Ovvero, pur agendo sperimentalmente, l’artista non rinuncia al legame con il passato facendone memoria attiva e rigenerandone i contenuti: dal sentimento del tempo alla ritualità, fino all’impegno etico. Quindi, alla causa segue l’effetto e Luigi sa mantenere il giusto legame tra il senso dell’opera e la sua trasposizione in forma organica. Come? Grazie a un rapporto, tra l’insieme e le parti, coerente e in grado di rivelarne in esplicita manifestazione tanto la presenza fisica quanto il contenuto dell’opera per un connubio perfetto tra estetica e significato.
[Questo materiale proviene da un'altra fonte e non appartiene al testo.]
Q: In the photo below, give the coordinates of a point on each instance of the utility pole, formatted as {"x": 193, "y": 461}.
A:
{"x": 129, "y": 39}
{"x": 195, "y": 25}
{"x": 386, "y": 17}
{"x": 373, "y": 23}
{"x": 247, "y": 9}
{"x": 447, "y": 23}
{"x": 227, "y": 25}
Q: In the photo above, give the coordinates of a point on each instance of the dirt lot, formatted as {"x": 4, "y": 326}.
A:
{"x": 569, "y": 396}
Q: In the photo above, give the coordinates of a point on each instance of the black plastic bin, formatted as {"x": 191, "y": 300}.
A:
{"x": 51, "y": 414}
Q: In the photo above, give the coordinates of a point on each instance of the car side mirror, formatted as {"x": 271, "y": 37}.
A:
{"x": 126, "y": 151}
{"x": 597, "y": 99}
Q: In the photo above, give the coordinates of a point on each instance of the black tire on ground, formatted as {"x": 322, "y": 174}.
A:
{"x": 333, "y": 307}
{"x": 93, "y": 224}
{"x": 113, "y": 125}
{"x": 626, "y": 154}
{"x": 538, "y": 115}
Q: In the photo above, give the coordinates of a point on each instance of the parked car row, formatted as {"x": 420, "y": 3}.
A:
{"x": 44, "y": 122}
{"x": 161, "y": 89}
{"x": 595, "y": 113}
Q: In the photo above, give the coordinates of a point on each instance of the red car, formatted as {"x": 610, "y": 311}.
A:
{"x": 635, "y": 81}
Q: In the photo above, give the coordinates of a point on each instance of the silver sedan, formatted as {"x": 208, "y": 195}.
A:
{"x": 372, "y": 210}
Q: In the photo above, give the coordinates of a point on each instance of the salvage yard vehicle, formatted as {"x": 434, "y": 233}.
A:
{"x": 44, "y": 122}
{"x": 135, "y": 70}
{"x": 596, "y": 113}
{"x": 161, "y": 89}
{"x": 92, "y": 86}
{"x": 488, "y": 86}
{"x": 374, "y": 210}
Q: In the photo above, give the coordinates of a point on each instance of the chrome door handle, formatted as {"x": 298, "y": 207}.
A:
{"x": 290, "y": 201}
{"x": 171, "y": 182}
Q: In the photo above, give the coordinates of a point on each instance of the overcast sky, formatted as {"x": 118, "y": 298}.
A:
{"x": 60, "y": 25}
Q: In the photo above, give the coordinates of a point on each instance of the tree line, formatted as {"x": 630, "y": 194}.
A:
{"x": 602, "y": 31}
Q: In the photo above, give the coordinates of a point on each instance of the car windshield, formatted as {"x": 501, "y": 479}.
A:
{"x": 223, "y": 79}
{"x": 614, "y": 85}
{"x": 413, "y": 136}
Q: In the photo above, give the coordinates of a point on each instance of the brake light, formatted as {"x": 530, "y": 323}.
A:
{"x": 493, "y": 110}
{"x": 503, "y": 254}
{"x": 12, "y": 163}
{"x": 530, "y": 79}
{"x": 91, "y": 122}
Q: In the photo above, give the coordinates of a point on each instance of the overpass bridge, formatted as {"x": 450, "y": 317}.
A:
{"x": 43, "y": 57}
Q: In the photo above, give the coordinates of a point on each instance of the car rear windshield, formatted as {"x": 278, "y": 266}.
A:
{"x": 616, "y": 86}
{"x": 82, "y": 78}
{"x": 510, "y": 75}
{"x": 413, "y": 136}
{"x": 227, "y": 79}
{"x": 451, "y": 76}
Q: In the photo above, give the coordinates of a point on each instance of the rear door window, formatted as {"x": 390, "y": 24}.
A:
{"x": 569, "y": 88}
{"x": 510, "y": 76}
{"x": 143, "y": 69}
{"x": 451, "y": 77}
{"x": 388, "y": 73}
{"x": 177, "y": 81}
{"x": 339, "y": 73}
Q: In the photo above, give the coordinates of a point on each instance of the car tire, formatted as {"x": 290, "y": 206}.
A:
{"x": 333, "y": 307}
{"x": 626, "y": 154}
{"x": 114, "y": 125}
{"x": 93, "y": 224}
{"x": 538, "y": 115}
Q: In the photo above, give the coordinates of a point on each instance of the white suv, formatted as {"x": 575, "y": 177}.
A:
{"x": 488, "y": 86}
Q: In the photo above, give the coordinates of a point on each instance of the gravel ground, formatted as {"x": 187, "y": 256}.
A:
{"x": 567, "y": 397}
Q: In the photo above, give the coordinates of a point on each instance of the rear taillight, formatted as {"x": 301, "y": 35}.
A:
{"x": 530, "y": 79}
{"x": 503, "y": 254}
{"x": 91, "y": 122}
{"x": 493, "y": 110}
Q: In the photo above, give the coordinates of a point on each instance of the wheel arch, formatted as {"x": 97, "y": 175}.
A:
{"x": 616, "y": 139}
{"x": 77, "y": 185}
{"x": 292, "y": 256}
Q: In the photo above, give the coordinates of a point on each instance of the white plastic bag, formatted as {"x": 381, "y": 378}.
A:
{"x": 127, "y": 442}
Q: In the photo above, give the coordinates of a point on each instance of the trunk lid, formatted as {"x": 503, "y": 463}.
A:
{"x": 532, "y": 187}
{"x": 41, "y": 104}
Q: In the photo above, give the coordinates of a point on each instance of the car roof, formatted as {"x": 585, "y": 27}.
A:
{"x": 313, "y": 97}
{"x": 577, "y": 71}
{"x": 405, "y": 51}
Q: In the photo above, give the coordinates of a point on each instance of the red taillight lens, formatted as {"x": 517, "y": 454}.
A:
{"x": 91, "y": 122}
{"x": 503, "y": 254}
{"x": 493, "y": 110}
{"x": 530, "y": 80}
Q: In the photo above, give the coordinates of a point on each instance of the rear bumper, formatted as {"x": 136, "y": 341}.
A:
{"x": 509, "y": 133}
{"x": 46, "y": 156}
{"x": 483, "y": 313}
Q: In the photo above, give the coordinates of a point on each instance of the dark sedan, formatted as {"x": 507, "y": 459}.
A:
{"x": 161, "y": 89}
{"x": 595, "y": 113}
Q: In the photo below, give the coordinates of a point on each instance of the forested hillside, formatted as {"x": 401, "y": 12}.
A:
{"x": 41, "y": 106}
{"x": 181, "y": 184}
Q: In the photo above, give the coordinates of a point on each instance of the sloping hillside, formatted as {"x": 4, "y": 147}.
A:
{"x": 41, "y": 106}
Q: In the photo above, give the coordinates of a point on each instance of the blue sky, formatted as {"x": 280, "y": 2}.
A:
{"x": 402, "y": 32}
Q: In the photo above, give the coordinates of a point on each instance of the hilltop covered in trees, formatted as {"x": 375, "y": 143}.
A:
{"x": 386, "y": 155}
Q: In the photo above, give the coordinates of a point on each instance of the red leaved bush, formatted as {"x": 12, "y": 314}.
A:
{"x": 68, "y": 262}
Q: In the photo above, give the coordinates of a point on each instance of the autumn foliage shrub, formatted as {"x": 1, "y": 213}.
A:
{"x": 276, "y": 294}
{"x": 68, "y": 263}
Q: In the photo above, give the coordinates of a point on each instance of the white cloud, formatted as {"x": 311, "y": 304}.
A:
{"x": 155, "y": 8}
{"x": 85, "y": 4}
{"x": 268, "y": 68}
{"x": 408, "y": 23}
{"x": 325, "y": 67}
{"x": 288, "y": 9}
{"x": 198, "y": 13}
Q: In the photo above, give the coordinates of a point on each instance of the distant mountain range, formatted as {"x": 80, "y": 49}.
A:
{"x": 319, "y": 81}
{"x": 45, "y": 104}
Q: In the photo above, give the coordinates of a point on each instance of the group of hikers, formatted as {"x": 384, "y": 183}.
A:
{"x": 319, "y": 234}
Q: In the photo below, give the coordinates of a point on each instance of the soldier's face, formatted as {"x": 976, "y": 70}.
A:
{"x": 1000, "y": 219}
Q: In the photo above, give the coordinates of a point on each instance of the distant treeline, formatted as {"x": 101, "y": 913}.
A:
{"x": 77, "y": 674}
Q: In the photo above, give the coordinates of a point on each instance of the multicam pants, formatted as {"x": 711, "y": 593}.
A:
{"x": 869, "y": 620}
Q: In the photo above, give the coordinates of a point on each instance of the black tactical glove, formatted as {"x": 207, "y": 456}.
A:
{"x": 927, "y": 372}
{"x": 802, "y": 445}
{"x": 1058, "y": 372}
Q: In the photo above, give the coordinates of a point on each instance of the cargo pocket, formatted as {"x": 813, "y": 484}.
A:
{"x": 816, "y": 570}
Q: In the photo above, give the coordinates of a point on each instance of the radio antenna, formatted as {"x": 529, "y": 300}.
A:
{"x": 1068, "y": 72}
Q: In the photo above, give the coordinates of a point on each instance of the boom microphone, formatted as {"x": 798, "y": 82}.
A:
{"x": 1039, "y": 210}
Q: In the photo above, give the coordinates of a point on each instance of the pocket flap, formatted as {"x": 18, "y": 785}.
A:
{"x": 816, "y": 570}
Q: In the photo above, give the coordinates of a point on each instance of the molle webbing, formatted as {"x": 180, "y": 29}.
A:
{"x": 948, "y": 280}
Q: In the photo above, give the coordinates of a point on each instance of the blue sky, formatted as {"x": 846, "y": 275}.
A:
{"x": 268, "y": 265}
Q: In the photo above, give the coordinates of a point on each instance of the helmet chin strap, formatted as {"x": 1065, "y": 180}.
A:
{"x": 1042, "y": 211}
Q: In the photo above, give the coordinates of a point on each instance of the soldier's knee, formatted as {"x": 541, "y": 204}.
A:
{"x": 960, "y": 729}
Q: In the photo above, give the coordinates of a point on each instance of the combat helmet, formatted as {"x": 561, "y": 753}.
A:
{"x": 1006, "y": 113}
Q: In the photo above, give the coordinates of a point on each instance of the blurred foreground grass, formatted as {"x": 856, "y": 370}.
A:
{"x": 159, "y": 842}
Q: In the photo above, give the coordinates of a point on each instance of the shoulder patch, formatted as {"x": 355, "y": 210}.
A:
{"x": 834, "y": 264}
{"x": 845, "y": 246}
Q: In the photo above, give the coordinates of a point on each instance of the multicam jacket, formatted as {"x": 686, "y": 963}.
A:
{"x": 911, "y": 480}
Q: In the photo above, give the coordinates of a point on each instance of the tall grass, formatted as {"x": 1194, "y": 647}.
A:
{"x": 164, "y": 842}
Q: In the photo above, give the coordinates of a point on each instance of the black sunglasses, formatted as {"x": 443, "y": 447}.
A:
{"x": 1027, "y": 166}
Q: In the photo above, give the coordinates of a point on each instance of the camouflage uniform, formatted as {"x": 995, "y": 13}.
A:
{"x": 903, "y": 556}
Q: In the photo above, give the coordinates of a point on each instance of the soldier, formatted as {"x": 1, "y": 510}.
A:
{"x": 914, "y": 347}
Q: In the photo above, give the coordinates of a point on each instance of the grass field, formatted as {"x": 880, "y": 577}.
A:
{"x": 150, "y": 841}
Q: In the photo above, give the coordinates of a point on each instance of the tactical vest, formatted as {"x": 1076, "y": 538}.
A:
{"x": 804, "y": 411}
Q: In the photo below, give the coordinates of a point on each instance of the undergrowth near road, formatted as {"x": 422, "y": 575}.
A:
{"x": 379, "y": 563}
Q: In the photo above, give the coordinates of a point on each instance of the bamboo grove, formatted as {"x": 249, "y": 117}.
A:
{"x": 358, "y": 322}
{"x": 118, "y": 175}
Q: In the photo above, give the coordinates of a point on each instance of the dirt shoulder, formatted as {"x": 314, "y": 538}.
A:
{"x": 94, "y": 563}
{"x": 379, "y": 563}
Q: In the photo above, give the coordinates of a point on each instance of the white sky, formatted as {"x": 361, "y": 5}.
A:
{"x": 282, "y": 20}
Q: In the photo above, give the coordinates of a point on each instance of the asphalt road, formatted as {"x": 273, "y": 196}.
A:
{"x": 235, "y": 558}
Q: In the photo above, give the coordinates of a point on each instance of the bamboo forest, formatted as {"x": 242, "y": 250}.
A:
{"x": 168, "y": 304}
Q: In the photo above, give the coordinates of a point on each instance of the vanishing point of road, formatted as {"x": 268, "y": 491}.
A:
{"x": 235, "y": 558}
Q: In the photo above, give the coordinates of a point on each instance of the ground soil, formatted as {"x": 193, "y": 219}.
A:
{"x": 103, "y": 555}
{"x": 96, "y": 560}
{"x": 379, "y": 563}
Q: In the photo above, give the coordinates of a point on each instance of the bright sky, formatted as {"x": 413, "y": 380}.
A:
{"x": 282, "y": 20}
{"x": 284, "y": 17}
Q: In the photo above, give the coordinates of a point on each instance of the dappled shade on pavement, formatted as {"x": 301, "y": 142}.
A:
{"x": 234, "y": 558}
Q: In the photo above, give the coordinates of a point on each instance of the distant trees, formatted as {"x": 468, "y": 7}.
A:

Ogni artista, che sia tale, si esprime tramite un proprio e autonomo registro stilistico, evidenziando una sorta di “carta d’identità” che rende distinguibili le sue opere nella congerie della molteplicità spesso omologante. Ebbene, le sculture di Luigi Russo Papotto si distinguono – grazie alla duttilità tecnica nel saper sfruttare la qualità dei diversi materiali – per essere trasformate dall’artista in linguaggio plausibile ed evocativo, in un fluire armonico di appagamento sensoriale e mentale al contempo, per chi le osservi. Inoltre, carattere stilistico prevalente è la funzione del “vuoto” attribuita dall’artista alle sue opere, mentre – con il filo di ferro – costruisce nello spazio- tempo il divenire delle forme dall’immateriale alla consistenza. Uno stile inequivocabile presente, in maniera esemplare, nell’opera Annunciazione recentemente sistemata nella Chiesa di Vignole dedicata a San Michele Arcangelo. L’arte di Luigi quindi, è di quelle che travalica i radicalismi di maniera o accademici quanto le sperimentazioni gratuite, e sa offrirsi piuttosto come opera mediatrice tra spirito e materia, o meglio, tra l’inafferrabilità del mistero metafisico e la consistenza di quello esistenziale.